Idaho Territory - 1870s

1870s

Construction began on the Idaho Territorial Prison in 1870 and was completed by 1872. The prison was in use by the territory, then the state until 1973. The Old Idaho State Penitentiary was placed on the National Register of Historic Places in 1974 for its significance as a Territorial Prison. The site currently contains museums and an arboretum.

Almost immediately after Idaho Territory was created, a public school system was created and stage coach lines were established. Regular newspapers were active in Lewiston, Boise and Silver City by 1865. The first telegraph line reached Franklin in 1866, with Lewiston being the first town linked in northern Idaho in 1874. The first telephone call in the Pacific Northwest was made on May 10, 1878, in Lewiston.

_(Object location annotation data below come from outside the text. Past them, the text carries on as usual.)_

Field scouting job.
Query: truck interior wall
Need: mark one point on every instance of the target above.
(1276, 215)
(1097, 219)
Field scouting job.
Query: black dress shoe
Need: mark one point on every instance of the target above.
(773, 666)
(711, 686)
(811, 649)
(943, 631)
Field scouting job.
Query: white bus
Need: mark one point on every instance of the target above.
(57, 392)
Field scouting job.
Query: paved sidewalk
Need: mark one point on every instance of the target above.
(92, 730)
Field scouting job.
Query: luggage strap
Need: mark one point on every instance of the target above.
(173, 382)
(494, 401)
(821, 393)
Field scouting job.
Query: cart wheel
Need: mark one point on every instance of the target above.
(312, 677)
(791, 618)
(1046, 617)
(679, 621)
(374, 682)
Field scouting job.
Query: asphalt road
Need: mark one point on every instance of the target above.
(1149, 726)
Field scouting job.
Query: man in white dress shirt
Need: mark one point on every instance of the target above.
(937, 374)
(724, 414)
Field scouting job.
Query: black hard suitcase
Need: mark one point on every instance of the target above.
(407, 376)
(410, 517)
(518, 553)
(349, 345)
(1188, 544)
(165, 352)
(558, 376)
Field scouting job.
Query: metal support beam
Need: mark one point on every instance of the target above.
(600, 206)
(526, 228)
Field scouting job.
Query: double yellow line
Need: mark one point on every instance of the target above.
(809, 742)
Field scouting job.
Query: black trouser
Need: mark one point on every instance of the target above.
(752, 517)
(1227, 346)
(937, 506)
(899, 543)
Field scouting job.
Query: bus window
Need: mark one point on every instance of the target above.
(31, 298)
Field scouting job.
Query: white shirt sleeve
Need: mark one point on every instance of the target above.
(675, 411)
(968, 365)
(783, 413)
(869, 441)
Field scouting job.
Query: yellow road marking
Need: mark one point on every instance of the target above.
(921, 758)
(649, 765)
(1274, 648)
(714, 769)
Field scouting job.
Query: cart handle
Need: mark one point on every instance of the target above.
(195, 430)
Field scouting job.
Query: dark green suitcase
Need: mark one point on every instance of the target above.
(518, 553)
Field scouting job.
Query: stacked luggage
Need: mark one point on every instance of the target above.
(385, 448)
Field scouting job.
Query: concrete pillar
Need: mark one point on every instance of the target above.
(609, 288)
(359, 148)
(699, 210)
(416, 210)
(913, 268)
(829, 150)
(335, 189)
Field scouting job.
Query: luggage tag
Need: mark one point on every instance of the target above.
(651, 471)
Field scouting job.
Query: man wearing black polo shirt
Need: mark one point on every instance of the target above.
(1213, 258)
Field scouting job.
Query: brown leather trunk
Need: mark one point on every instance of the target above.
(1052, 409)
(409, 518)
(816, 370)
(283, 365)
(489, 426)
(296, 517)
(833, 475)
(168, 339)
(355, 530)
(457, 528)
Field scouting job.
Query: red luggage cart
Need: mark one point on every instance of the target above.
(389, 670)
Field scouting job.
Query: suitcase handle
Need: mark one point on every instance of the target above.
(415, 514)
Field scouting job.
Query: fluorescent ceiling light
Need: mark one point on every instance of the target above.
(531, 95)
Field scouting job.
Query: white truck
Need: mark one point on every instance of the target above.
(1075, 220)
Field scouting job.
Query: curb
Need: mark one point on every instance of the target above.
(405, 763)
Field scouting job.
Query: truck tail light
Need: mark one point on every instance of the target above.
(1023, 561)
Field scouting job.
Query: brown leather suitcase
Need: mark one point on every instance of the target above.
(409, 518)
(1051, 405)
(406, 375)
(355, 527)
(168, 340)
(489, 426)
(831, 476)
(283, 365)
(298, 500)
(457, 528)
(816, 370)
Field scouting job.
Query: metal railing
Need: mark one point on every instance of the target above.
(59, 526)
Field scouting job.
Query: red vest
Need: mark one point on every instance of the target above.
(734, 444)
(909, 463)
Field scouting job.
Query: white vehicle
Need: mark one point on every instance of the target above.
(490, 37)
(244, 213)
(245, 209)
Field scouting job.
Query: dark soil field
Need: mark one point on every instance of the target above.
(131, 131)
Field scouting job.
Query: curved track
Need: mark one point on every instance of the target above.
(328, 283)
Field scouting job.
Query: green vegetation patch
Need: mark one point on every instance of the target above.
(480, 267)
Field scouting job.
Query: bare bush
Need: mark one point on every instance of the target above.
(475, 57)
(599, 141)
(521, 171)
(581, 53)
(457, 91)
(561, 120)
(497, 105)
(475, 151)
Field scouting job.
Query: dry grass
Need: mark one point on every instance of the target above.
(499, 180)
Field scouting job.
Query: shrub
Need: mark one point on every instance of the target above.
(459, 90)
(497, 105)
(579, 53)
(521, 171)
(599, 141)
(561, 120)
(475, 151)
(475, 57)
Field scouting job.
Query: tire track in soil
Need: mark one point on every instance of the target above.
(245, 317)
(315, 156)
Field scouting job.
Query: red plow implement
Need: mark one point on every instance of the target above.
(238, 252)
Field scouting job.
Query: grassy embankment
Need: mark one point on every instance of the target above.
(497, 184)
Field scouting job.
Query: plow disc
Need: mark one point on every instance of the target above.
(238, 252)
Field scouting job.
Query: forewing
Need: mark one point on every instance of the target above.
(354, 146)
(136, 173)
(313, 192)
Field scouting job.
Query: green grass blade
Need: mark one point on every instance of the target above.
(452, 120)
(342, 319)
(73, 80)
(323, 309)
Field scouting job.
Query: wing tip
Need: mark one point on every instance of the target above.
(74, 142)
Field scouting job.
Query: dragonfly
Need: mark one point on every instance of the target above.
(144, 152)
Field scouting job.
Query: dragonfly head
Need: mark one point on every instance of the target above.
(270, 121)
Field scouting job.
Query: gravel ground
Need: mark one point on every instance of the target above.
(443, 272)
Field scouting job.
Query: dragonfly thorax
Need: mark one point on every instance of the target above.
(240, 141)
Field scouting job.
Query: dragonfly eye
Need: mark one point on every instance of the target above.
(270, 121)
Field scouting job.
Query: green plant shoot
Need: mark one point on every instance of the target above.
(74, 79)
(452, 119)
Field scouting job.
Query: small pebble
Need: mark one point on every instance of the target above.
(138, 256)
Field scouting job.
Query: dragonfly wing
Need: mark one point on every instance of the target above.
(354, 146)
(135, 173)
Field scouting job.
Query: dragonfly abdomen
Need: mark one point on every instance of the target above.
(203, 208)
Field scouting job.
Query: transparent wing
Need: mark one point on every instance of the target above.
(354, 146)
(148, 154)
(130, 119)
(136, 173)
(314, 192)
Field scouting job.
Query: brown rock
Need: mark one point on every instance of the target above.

Although forming a sizeable minority, Mormons in Idaho were held in suspicion by others in Idaho. By 1882 notable and powerful Idahoans successfully disenfranchised Mormon voters in Idaho Territory, citing their illegal practice of polygamy. Idaho was able to achieve statehood some six years before Utah, a territory which had a larger population and had been settled longer, but was majority LDS with voting polygamists.

There were four thousand Chinese living in the Idaho Territory from 1869 to 1875. Like many Chinese immigrants, they came to "Gold Mountain" to work as miners, or found work as laundrymen and cooks. The 1870 census reported there were 1,751 Chinese in Idaho City who were nearly half of city residents. Annie Lee was one legendary Idaho city woman who like Polly Bemis, escaped enslavement from the "world's oldest profession". She escaped from a member of the Yeong Wo Company in the 1870s to Boise to marry her lover, another Chinese man. Charged by her owner with grand larceny, she told a judge "me want to stay in Boise City" who granted her freedom. The story of Polly Bemis who helped settle the Idaho territory became the basis for the novel and fictionalized 1991 film A Thousand Pieces of Gold which was set in California.